Entre les Diables et la presse, il y eut des orages

Vous avez exagéré

DVB n’envoie pas les Diables au diable

BRUXELLESDes orages, quelquefois violents, ont, ces dernières années, perturbé les relations entre les Diables – mais surtout leur sélectionneur – et la presse. Un petit rappel…

1982. Le premier incident date du Mondial en Espagne. Intriguée par la victoire des Diables contre l’Argentine, la presse espagnole argua de la présence à l’hôtel de Venus, un groupe féminin néerlandais et des relations étroites liant les joueurs, la presse et les visiteurs pour pondre un article intitulé Whisky et amour. La presse belge s’en moqua mais pas les femmes des joueurs qui s’émurent de ces insinuations. Résultat : le groupe boycotta la presse pendant 24 heures.

1986. Les Diables terminèrent quatrièmes du Mondial. Guy Thys, leur coach, ne s’était irrité qu’en lisant quelques prises d’opinion de journalistes qui n’étaient pas présents au Mexique.

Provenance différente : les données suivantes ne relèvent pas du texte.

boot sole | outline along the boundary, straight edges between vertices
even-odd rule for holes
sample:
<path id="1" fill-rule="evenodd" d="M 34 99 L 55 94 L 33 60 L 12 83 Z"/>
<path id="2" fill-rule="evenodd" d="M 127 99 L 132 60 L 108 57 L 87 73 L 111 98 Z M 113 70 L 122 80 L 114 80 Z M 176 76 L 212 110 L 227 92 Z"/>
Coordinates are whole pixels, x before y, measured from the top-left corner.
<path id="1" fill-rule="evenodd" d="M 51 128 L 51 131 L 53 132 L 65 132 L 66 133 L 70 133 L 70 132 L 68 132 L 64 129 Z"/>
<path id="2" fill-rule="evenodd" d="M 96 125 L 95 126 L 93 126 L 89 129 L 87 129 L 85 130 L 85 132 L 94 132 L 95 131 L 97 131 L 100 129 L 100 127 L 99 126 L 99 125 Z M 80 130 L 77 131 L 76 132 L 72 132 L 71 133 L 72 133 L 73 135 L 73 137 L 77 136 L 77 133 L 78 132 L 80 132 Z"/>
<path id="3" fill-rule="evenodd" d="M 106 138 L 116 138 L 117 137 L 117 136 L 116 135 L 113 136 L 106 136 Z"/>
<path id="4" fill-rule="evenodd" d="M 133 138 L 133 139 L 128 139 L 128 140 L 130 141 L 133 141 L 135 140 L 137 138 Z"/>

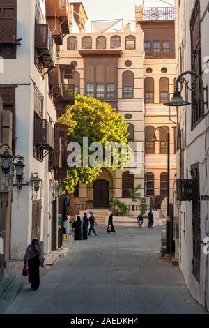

1994. A partir de cette date, les relations s’envenimèrent quelque peu entre le coach et les médias. Aux Etats-Unis, Paul Van Himst choisit de laisser souffler quelques vedettes contre l’Arabie Saoudite. Les Diables s’inclinèrent et durent affronter l’Allemagne au deuxième tour. Irrité que les journalistes interrogent les joueurs dans l’avion du retour, Roger Vanden Stock, le chef de délégation, n’autorisa plus la presse à voyager dans le même avion que les joueurs. Les relations entre Van Himst et la presse se réfrigérèrent et le charter frété par les médias pour rallier Chicago coûta horriblement cher… aux journaux et TV…

1998. Georges Leekens n’apprécia pas les critiques médiatiques sur la tactique trop défensive appliquée contre les Pays-Bas. Il décréta un semi-boycott et fit même appel à des bodyguards pour maintenir la presse à distance. Celle-ci protesta de manière symbolique à Bordeaux. La presse contribua grandement à l’éviction ultérieure du coach.

2002. La presse néerlandophone ne pardonnait rien à Robert Waseige. Son annonce à la presse, pendant le trajet en bus de Bruxelles à Paris, de sa signature comme entraîneur du Standard, sonna la charge des médias. Solidaires de leur coach, les joueurs – néerlandophones et francophones – décrétèrent un boycott qui dura plusieurs jours.